Donald Trump’s win in the US Presidential race “will bring a property industry leader into the White House for the first time in American history. Without a doubt a Trump presidency will be pro-property and pro-real estate,” said Peter Wetherell, chief executive of Wetherell and a leading London real estate broker.
He said he thinks Mr. Trump’s presidency will greatly benefit the luxury real estate markets in the U.S. and internationally.
“It shows just as we had with the Brexit vote in the U.K. that American voters also want a change of direction,” Mr. Wetherell said.
Already since Brexit, there’s been an uptick in American buyers in London’s Mayfair and West End neighborhoods thanks to a depreciated pound, he said. And as Britons turn away from Europe, a Trump presidency could mean strengthened trade relations with the U.S., opening “the electrifying possibility of new U.S. and U.K. trade deals,” said Mr. Wetherell.
“We are already seeing over the last four months an upturn in U.K. buyers looking at New York, Miami and L.A.,” he said.
And rather than plunging like the British pound in the wake of Brexit, the dollar rose broadly against other currencies, including the euro and the yen, on Wednesday. The dollar weakened slightly against the pound.

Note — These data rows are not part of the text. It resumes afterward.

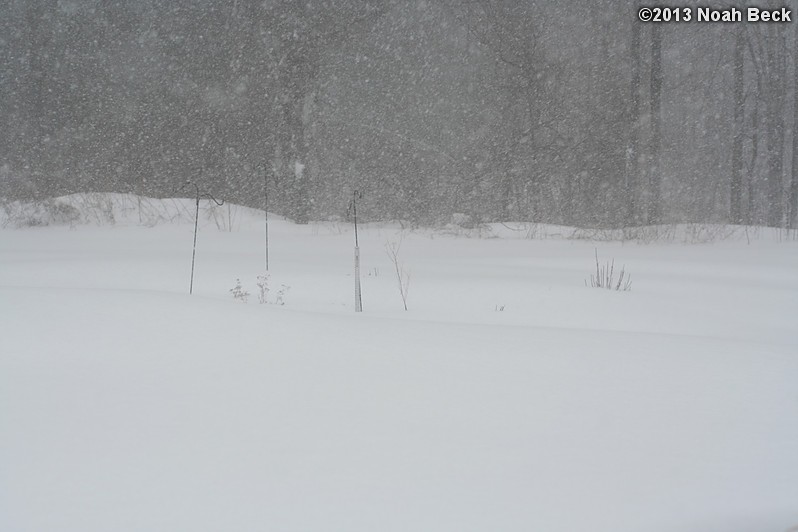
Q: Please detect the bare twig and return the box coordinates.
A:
[385,238,411,311]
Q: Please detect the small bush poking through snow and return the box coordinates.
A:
[256,274,270,304]
[587,249,632,292]
[275,284,290,306]
[232,275,288,305]
[230,279,249,302]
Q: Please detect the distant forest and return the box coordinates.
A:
[1,0,797,228]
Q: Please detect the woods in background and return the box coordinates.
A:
[1,0,796,228]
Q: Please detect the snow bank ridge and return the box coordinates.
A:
[1,192,795,243]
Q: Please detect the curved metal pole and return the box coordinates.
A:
[190,184,200,294]
[183,179,223,295]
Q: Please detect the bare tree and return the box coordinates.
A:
[449,0,569,221]
[626,4,642,227]
[647,23,663,225]
[730,25,745,224]
[747,23,788,227]
[266,1,388,223]
[791,20,798,229]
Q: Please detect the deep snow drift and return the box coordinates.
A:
[1,195,797,532]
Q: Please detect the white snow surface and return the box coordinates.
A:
[1,195,797,532]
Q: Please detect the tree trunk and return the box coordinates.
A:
[648,24,663,225]
[274,31,317,224]
[765,28,787,228]
[625,6,642,227]
[730,26,745,224]
[747,103,760,224]
[791,22,798,229]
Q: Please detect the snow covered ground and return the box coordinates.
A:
[1,196,797,532]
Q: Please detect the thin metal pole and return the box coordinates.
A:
[184,179,222,296]
[353,190,362,312]
[263,163,269,271]
[353,191,359,247]
[189,184,199,295]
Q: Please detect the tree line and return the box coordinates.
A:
[1,0,796,228]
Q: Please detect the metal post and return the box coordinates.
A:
[262,163,269,271]
[353,190,362,312]
[184,179,223,295]
[189,185,199,295]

If the greenback does eventually slip, a devalued dollar would not be all bad news for some international investors. The weakened dollar would effectively strengthen the British pound, Mr. Hersham said. “It would therefore certainly help with pound-based purchases in the U.S.,” he said, particularly in cheaper luxury areas like Miami, where price per square foot is less than $1,000.
It may take longer for real estate markets in U.S. cities to digest the news, said Jonathan Miller, president and CEO of appraisal firm Miller Samuel. But ultimately, Mr. Trump’s presidency shouldn’t have too much affect on prime areas like New York, and renewed pressure to keep interest rates low may even spur activity, he said.
“With the continuation of near record-low interest rates, I don’t see the election results as having much of an impact to the U.S. housing market after the short-term jitters pass,” Mr. Miller said.
Some said that there’s nothing to do but wait and see. If anything, Mr. Trump’s win signals that America and Britain with its Brexit vote are only the first in a groundswell of political defiance of large trade blocs, said James Roberts chief economist at Frank Knight. Germany, the Netherlands or France could be next when these countries hold elections next year, he said.
“The high level of volatility we have seen in global investment markets this year is set to continue,” Mr. Roberts said, “not just because of Trump, but also out of concern as to which major economy will be next to deliver a bombshell election result.”